I feel honoured to be as old as I am. I actually do remember the "good old days". For Example:
Being way way up north in the freezing country, our vehicles needed help starting. There was no such thing as an engine block heater to get the oil warmed up and thusly starting the engine. So...we had a pan, much the shape of a wok, and we would fill it with hot coals from the house furnace topped with kindling. We would set this pan of burning fire under the block under the car and leave it for thirty minutes. Voila!!! The car would start!
Speaking of furnaces, ours was a full on wood/coal burning furnace. Early in the freezing morning, way before daylight, we would hear our dad downstairs stoking up coals and throwing on new fuel. It would take about two hours for the house to heat, but still be very chilly in the outer rooms. We would be up and out of bed around 6 am and we would rush into the closed off kitchen, full of bright lights and bacon smells and warmth. Coffee would be brewing on the old wood stove and the oven door would be wide open with our clothes laying over the door, warming. We would huddle in front of that stove in our calf length, long sleeved cotton nightgowns, waiting to dress in our warm clothes. My mom would turn the radio, CBC (the only station we had) on and listen for the farm report.

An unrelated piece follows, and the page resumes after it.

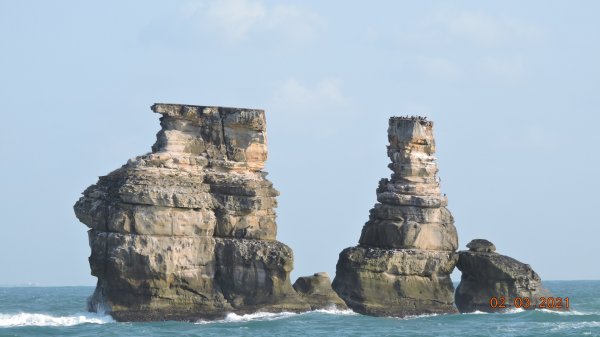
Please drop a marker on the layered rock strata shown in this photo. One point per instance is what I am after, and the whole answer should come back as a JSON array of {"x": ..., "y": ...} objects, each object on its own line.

Our telephone, at that time, was a crank phone. Everybody between Smithers and Telkwa, an eleven mile stretch full of farms and houses, was on that line. Our ring was a short and a long. Everytime the phone rang for someone along that route, we would hear it and we had everybody's ring code memorized. Three shorts and two longs was my best friend Barbara's ring! I will never forget the day they came and installed a rotary dial phone. I just didn't understand how one ring , and everytime it rang, it would be for us. And that we no longer heard the others rings. If we picked up the phone to use it, and if we heard someone talking that meant someone else was using the phone and we had to say sorry and hang up immediately. As I got older, the hanging up part got slower!!
So, now here I sit in a room, three thousand miles away from home, typing this missive on my laptop, occasionally picking up my cell phone to text one of my kids, listening to my music on my ipad, answering the house phone when it rings, and keeping an eye tuned into the tv (something we never had while in the north). This is when I am happy to be old enough to still be blown away by these forms of communication. And oh oh!! what is that I hear??? Its a jet flying over getting ready to land over at the airport. When the first jet landed in Smithers all those many many years ago...the whole town turned out to see it! Now I ride in one several times a year....and it still scares the hell out of me!